Autre exemple : pour comprendre la fonction d’un gène il est fréquent de le supprimer puis de voir ce qui se passe dans les cellules ou dans un organisme. Mais cela reflète rarement ce qui se passe chez les patients où souvent la mutation est ponctuelle. Grâce au CRISPR/Cas9 on peut reproduire cette mutation dans n’importe quel contexte ; l’alternative exploitée jusque là consistait à prélever des cellules chez un patient puis à les reprogrammer en cellules iPS et les redifférencier, ce qui représente une série d’expériences assez lourdes par rapport à ce que permet le CRISPR/Cas9.

Le CRISPR/Cas9 facilite aussi les modifications « germinales »transmissibles
Les cellules du corps peuvent être réparties en deux grandes catégories : cellules somatiques et cellules germinales. Les premières, de très loin les plus nombreuses, ne transmettront pas leur génome à un autre individu. Par opposition les cellules germinales vont transmettre leur génome : ce sont les ovules et les spermatozoïdes et les cellules qui vont leur donner naissance. Par extension ce sont aussi les premières cellules embryonnaires qui peuvent toutes donner naissance  aux cellules qui vont former les organes reproducteurs. Modifier les cellules somatiques ne pose a priori aucun problème éthique, en tout cas pas s’il s’agit de corriger des mutations par exemple. En revanche modifier le génome des cellules germinales (telles que définies plus haut, à savoir les cellules qui vont donner des ovules ou des spermatozoïdes, mais aussi le zygote ou l’embryon précoce) franchit un pas considéré par la plupart comme déterminant, car les modifications seront transmises ; avec les erreurs potentielles dues au processus de correction (voir billet précédent). Mais surtout on entre dans l’ère de la création d’enfants sur mesure. Jusque là c’était un fantasme techniquement infaisable, et cela le restera encore un moment. En effet si introduire une modification du génome est facile, en introduire entre deux et cinq devient un exploit technique, et au-delà cela reste à ce jour de la science fiction.
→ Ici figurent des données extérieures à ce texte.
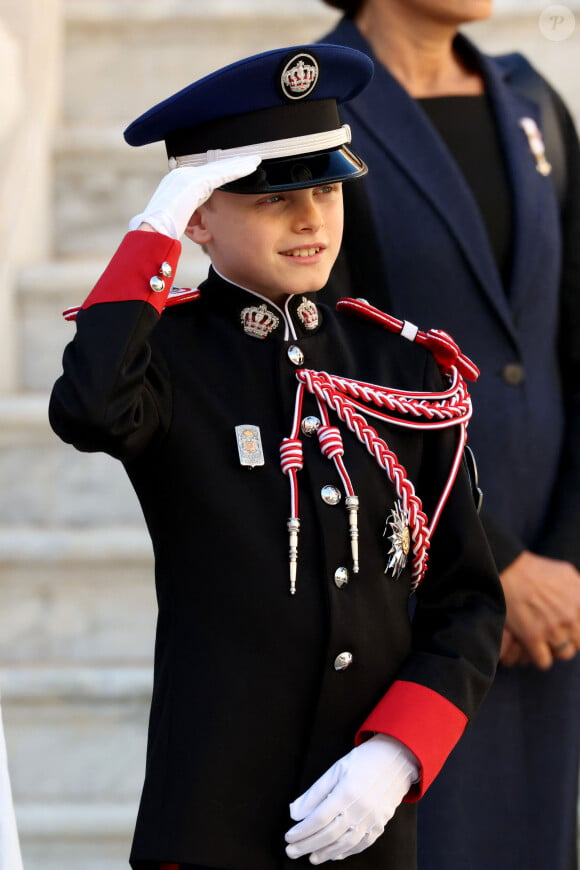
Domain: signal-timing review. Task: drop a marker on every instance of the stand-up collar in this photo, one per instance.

Sauf si on prend en compte la possibilité de fabriquer des cellules germinales à volonté à partir de cellules iPS. Autrement dit, « cellules iPS différenciées en cellules germinales et CRISPR/Cas9 » pourrait être la recette menant à la voie du bébé OGM sur mesure.

Ce qu’il aurait fallu faire : une leçon pour la suite
Comme souvent, la technique a largement dépassé la législation actuelle, à une vitesse totalement imprévue, et comme le disent de nombreux experts, il est sans doute trop tard pour légiférer au niveau mondial (voir par exemple le billet de Paul Knoepfler sur son blog). Cela aurait pourtant été possible. Après tout l’adoption par de nombreux pays de l’interdiction du clonage reproducteur a fonctionné jusque là. Aucun clone n’est né, et pour autant qu’on sache personne ne cherche à en faire naître. En revanche le bruit court que pas moins de quatre équipes ont modifié le génome d’embryons humains, sans doute surnuméraires. Rien n’empêche d’imaginer que ces embryons pourraient être implantés et donner naissance à des enfants. Bien sûr, l’argument de la compassion sera exploité : il s’agira de corriger un défaut génétique majeur (prédisposition au cancer du sein, mucoviscidose, myopathie), justifiant alors le recours à ces modifications transmissibles.

Mais ce serait une erreur majeure. D’abord cela ouvrirait la porte à d’autres modifications, non plus pour corriger mais pour améliorer, dans un but clairement eugéniste, en exploitant les recettes mises au point. D’autre part cela bloquerait sans doute les recherches sur l’utilisation du CRISPR/Cas9 chez les patients. Cette démarche est beaucoup plus complexe : au lieu de modifier une ou quelques cellules, il faudra modifier le génome de milliers, et sans doute plutôt de millions, de cellules, chez un enfant ou un adulte. Ce serait pourtant la bonne approche : le risque d’erreur inhérent au CRISPR/Cas9 serait beaucoup plus facile à gérer, et il ne pourrait pas être transmis à un descendant.